狂愛 なな [2002/10/25 19:40:20]


 「ねぇ。かくれんぼしない?」
 唐突に美香が言い出した。20歳記念の小学校の同窓会で集まった帰り道、俺たち5人は母校
を訪れていた。何もない山奥の学校はすでに廃校になっていて、その古い木造校舎は今にも崩れ
落ちそうだ。
 「でも、夜だぜ?」
 いかにも今風の若者である山本 和人は意外にもこの提案に反対のようだった。
 「おもしろそうじゃん、やろうよ。」
 昔から心霊やら祟りやらこわいもの好きだった京子は目を輝かせている。俺的には山本の意見
に賛成なんだが、もう一人心霊現象マニアがいた。
 「何か見れるかもしれないしな。」
 坂井 トオル。通称‘三つ目がとおる’。このあだ名はあるマンガからきてるらしいが意味は
まったく違う。別に人格は変わったりはしない。ただ、こいつには『何か』を見る目があるらし
い。これで賛成3人に反対2人で民主主義の勝利だ。俺たちは月明かりだけが頼りの夜に、不気
味な校舎でかくれんぼをすることになった。
 ジャンケンの結果、言い出しっぺの美香が鬼になった。美香は、どちらかと言うとおとなしい
ほうで今回のこの提案などするようには見えない。俺は心配して変わろうかと尋ねた。
 「いいの。あたし初めから鬼になりたかったから。」
 無理をしてるのかとも思ったがそうは見えない。むしろ楽しそうだ。人は強くなるものらし
い。あの美香がちっとも怖がっていない。俺たちは安心して学校へと向った。
 いくら夏とはいえ、山の夜は寒い。立ち入り禁止の看板のさがった扉から校舎に入るとひんや
りとした空気が顔にあたった。窓からは月光が差し込んでいて思ったよりも明るい。今夜は満月
だ。
 「ここであたしが100数えるからみんな隠れてね。」
 そう言うと美香は数を数え始めた。ゆっくりと。よく聞こえるように大きな声で。その声は、
ガランとした校舎の端から端まで響いていた。その声が届くところすべてが鬼の領域だとでも主
張しているように。
 正直言うと、お化けの類が苦手な俺はトイレ等の危険な場所は避けて二階の教室のひとつに隠
れた。すると、そこに山本が入ってきた。
 「俺さ。実はユーレイとかってだめなのよ。わるい。一緒に隠れてくれ。」
 同じ気持ちだった俺は即座にOKした。ふと気づくと美香の声が止んでいた。俺たちは息を潜め
て教室に残った机の陰に隠れていた。長い沈黙があたりを包む。俺は窓の外の月を見た。

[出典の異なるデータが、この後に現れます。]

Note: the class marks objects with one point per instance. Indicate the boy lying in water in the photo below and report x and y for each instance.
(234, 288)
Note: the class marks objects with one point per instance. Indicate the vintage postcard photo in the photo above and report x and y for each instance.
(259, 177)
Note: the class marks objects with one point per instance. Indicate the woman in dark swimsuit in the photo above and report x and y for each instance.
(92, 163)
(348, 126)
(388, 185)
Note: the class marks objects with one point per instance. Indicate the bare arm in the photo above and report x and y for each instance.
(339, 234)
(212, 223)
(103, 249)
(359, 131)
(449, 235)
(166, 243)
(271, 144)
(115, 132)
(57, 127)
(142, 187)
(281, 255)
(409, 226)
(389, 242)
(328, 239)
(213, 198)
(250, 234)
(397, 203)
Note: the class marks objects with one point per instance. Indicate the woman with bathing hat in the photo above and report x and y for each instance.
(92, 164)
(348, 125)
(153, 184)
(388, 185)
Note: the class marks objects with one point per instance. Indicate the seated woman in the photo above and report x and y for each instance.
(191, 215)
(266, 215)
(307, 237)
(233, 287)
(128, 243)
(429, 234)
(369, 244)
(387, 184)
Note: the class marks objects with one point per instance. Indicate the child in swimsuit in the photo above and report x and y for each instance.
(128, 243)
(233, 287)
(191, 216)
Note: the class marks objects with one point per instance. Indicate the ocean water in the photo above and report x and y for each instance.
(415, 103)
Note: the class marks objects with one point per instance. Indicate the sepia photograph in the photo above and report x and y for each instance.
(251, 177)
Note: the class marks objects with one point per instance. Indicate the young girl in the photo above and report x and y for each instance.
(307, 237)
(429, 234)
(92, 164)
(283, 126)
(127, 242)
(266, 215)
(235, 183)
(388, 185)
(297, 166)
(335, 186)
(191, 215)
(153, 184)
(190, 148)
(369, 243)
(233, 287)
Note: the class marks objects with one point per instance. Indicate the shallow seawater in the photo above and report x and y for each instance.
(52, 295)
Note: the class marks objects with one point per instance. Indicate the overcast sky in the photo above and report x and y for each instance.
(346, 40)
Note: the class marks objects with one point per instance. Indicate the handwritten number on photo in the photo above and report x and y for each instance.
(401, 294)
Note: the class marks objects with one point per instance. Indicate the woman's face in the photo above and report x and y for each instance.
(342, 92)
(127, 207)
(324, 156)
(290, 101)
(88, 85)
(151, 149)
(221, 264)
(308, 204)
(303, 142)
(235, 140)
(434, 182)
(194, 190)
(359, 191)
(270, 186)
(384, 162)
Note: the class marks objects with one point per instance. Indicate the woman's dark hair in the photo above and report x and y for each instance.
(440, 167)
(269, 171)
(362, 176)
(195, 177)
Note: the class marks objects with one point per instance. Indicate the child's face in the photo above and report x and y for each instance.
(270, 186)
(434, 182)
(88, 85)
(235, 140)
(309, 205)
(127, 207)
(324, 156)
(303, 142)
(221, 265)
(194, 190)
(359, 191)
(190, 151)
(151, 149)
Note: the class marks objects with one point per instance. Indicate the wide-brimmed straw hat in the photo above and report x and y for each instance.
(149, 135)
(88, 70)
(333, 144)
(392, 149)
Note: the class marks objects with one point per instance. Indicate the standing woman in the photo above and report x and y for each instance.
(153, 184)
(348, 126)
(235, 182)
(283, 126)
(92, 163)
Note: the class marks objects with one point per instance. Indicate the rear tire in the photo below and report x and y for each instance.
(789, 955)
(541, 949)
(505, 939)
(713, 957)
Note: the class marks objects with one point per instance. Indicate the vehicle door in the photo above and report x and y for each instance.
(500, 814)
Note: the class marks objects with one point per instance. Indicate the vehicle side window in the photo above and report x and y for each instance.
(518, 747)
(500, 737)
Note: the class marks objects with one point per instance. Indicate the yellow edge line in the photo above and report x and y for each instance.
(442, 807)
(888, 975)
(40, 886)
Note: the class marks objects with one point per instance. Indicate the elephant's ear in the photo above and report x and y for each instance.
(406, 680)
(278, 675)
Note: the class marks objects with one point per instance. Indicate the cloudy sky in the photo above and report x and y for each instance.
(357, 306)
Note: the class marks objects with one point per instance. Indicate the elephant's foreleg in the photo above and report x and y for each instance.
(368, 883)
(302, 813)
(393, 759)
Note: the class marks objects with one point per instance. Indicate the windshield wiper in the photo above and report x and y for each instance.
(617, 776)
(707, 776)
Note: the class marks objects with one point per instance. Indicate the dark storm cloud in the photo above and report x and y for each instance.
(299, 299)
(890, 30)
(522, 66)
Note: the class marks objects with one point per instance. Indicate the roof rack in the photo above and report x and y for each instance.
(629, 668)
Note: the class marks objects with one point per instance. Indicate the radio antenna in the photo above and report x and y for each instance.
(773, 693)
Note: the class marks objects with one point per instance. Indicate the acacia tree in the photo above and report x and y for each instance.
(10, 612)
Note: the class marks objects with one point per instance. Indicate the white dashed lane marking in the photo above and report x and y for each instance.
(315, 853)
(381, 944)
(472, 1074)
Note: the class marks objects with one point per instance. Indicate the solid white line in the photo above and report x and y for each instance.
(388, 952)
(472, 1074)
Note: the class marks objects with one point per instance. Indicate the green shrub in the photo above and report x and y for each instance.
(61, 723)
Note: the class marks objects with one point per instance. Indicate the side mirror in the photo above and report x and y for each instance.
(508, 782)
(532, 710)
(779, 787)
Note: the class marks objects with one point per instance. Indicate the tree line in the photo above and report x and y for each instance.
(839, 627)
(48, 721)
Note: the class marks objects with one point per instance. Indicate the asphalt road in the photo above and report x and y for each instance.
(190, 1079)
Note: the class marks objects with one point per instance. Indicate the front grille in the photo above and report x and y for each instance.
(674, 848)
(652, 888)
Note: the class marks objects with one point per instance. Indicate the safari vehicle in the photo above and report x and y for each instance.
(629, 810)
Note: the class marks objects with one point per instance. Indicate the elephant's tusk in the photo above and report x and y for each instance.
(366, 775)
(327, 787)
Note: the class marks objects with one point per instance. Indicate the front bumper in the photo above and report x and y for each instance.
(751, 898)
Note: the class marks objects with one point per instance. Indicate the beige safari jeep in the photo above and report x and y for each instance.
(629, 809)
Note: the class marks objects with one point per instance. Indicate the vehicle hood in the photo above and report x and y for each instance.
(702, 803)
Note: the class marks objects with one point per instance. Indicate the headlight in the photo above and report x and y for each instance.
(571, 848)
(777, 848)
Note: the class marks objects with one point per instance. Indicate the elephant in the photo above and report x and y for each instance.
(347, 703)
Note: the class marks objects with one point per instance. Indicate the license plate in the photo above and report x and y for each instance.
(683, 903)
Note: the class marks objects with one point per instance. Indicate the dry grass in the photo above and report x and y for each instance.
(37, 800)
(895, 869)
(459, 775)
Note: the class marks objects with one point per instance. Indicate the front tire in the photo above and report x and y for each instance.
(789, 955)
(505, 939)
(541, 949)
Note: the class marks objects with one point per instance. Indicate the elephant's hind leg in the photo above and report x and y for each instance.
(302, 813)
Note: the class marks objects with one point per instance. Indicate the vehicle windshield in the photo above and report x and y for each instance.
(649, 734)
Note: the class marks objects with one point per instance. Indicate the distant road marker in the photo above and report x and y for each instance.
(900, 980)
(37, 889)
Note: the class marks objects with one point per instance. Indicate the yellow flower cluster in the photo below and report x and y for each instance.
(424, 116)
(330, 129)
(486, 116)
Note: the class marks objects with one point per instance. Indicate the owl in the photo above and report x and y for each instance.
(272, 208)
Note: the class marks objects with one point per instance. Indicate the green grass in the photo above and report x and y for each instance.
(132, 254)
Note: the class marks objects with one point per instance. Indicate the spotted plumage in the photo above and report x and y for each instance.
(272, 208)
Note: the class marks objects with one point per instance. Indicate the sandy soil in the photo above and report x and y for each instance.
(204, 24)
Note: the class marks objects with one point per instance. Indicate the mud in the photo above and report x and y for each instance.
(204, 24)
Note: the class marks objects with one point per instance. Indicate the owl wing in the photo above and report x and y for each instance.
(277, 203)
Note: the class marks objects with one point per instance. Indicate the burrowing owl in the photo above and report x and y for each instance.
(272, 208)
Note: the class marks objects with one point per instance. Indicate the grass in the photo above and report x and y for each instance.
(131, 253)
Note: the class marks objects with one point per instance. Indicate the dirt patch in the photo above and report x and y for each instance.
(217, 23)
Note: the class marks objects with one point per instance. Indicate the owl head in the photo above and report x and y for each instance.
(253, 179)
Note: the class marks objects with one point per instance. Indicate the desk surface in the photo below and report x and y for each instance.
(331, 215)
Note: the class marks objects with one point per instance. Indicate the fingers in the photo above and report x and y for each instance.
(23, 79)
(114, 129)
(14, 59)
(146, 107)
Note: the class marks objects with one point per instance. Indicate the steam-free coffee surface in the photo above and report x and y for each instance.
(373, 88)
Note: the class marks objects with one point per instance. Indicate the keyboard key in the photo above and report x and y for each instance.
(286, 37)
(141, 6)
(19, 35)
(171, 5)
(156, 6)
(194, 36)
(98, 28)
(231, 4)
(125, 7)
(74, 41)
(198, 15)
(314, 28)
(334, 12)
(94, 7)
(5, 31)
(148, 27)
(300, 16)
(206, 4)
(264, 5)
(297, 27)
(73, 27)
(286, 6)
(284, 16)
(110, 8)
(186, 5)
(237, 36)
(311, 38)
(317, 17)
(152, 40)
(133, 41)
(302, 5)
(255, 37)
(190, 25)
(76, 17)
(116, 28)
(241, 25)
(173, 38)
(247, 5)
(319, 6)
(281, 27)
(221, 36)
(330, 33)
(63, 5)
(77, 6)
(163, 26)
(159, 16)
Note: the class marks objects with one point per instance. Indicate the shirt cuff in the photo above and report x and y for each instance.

珍しく
赤みがかった月がでていた。星はでていない。空にはその赤い月しかでていなかった。ありえな
いことだった。ひとつも星が見えないなんて。急に寒気を感じて山本に話し掛けようとした、そ
のとき。教室のドアがいきなり開いた。美香?シルエットは美香だ。暗くてよく見えないが美香
にちがいなかった。その人影はこっちに向かっている。何か様子がおかしい。何か違和感を感じ
る。山本も同じ気持ちのようだ。すがるような瞳で俺を見てくる。なんだ。何かがいつもと違
う。そのうちにもだんだんとその人影は近づいてくる。
 「おい。あれ、おばけじゃないか?美香には見えない。」
 俺も同感だった。うなずくと俺たちはその人影がいる方向とは逆の扉に向かって走った。
 「待て!!」
 美香の声だった。だが、おかしい。いつもより低い。それにしゃがれた声だ。振り返ると、月
の光がその人影を照らしている。間違いなく美香だ。髪はばさばさで目は血走っている。手には
ナタを持っている。まるで別人だ。逃げないと。だが美香は勢いよく机をなぎ倒しながらこっち
に向かってくる。捕まる!?そう思ったとき、美香は山本に飛びついた。
 「あたしは今日も鬼になる。あなたのため。そう、すべてあなたのために。」
 美香は山本にしなだれかかりまるで愛を語るように優しい口調で喋った。
 「あたし、見ちゃったの。あなたがいけないことをしてるとこを。でも、いいの。私わかって
るから。あんなことをしたのには理由があるのよね。だってあなたは優しいから。平気よ。わか
ってるの。」
 何を言っているのかわからない。ただ、山本の顔は恐怖でひきつっている。
 「あたしが鬼になるのはあなたのためなの。だって、あたしがあなたを捕まえてあげないとあ
なたはダメになってしまうから。あの女はあなたを騙してるのよ。不幸なふりしてあなたの同情
をかってるのよ!はっ。ほんとに不幸な女があんなに嬉しそうな顔をしてあなたに会いにくるか
しら。ねぇ。そうでしょ。」
 まるで小さい子に言い聞かせるような口調でそう言うと美香はナタを振り上げた。
 「やめろ、美香。離せ。」
 山本の声は震えている。止めようと思うが体が震えて動かない。ナタは今にも振り下ろされそ
うだ。
 「どうしてそんな目で見るの?あなたのためなのよぉ?ダイジョウブ、私わかってるから。わ
るいのはあの女。許せない。カズトは誰にも渡さない。」
 最後のほうはほとんど叫びに変わっていた。ばっと身を離すと信じられない速さで山本を突き
飛ばした。
 「私はわかってるけどカズトはわかってる?これはあなたのためなの。」
 また優しい口調でそう言うと美香は勢いよくナタを山本の脳天に振り下ろした。ゴン、という
鈍い音がして山本の頭にナタがささった。山本の体は一瞬びくっととびあがって動かなくなっ
た。頭にナタがささった姿はまるでよくあるホラー映画の登場人物のようだ。
 「ごめんね。最後には私、ほんとの鬼になっちゃったみたい。」
 美香は泣いていた。いつもの美香だった。そして俺のほうを向いて言った。
 「ああ。いたんだ。見られちゃったんだね。」
 それだけ言うと美香はニッコリと微笑んだ。そして窓に走りより叫んだ。
 「今日、私は鬼になった。でも、カズトのためだったの。ぜんぶ。ぜんぶ。」
 止めようとしたが間に合わなかった。美香はそのまま空中に身を投げた。二階だったにも関わ
らず即死だった。二人が恋人同士だとは知らなかったし、どんなもめごとがあったかも知らな
い。だが、奪われるくらいなら奪ってしまおうという美香が俺には信じられなかった。嫉妬は人
を狂わせるというが、まさしく美香は鬼だった。ひさしぶりの帰省が終わり俺は東京に戻る。大
切な恋人のいる街へ。俺は鬼にはなるまい。今はまだ。